Starbucks' 'venti' problem

COFFEE ADDICTS WERE SHAKEN, and stirred, recently when a memo written by Starbucks Corp. founder and Chairman Howard Schultz was posted on the Internet. Noting with a mixture of pride and horror that Starbucks has gone from 1,000 to 13,000 stores in 10 years, Schultz expressed regret over a "series of decisions that, in retrospect, have led to the watering down of the Starbucks experience and what some might call the commoditization of our brand."

"Some people," Schultz wrote, "even call our stores sterile, cookie cutter, no longer reflecting the passion our partners feel about our coffee."

The memo was seen as a rare example of brutal executive candor. Of course, to this Starbuck's habitue (doppio espresso, no sugar) it would have been more timely, say, five years ago, back when there was still a block in midtown Manhattan that didn't have a Starbucks.

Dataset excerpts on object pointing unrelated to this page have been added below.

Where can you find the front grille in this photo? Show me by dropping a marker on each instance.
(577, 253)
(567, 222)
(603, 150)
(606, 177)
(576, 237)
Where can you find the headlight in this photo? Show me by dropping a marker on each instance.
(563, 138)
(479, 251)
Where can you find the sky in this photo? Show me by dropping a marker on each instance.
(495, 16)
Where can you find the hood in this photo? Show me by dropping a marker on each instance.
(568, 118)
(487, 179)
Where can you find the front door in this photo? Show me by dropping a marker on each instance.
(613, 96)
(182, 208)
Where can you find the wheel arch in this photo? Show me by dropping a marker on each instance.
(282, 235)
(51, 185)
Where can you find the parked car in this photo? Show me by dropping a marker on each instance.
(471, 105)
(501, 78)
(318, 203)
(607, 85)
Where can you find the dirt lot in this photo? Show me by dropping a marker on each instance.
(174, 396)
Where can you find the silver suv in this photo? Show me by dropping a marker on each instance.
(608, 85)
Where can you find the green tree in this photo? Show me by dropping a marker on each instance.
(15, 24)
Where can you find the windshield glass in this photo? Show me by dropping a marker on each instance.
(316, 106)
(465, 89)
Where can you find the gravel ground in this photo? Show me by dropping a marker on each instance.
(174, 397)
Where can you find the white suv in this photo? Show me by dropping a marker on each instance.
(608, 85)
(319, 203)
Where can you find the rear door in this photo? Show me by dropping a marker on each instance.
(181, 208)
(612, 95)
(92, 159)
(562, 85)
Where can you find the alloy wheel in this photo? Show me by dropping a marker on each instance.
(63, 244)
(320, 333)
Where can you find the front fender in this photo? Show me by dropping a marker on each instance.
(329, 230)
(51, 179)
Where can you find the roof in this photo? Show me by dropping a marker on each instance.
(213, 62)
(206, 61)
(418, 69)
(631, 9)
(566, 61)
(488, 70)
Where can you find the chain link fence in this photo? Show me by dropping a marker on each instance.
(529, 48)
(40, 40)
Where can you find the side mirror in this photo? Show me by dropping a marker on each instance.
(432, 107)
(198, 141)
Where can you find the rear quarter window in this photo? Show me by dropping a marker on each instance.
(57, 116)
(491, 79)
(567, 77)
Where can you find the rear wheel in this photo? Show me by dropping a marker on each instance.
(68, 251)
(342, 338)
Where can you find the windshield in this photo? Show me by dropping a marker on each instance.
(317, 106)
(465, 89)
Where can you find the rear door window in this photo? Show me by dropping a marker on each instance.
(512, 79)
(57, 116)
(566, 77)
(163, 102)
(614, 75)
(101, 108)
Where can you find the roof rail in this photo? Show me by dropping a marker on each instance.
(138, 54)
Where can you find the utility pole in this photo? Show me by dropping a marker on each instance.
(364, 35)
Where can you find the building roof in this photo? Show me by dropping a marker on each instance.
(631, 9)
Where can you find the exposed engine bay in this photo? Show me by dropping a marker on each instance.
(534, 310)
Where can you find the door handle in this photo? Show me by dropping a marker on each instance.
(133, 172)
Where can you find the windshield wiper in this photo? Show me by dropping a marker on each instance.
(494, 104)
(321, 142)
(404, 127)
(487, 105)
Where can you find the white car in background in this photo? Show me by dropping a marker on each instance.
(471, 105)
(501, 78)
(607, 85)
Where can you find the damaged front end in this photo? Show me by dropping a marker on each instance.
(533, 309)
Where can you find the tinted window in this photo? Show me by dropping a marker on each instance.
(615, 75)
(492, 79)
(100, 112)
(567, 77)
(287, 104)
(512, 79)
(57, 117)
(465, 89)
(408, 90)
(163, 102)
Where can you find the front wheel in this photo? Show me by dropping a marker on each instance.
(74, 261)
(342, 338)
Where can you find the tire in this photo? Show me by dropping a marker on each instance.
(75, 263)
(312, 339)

But the Schultz memo is interesting and useful nonetheless, because it shows that even an iconic company that serves a highly addictive product can water down the immense value of its brand by expanding too far and too fast and in too many directions at once. Sadly, this is a fate that befalls many American companies. Time and again in recent years, we've seen small, cutting-edge and quirky brands gain critical mass -- only to lose their charm and customer appeal after they engage in breakneck expansion.

Why does this happen? Companies can't help it, in part because the huge macroeconomic forces that dictate corporate behavior impel them to expand too fast and too wide. But at the same time, the powerful psychological forces that dictate consumer behavior can cause customers to recoil from the chains they once loved.

Many of America's best-known chains came of age in a period in which it was easy for companies to go public at a comparatively young age. And publicly held companies, whether they make turbines or tiramisu, are programmed to maximize efficiency and increase sales every quarter -- no matter what. Inevitably, this mentality leads to the cutting of corners.

In his memo, Schultz noted that increasing the scale of Starbucks had led to a number of necessary corner-cuts: For instance, the introduction of "flavor-locked packaging" that has caused stores to lose their distinctive aroma, or the decision to install automatic espresso machines. "We solved a major problem in terms of speed of service and efficiency," Schultz noted, but "overlooked the fact that we would remove much of the romance and theatre that was in play with the use of the [La Marzocco] machines."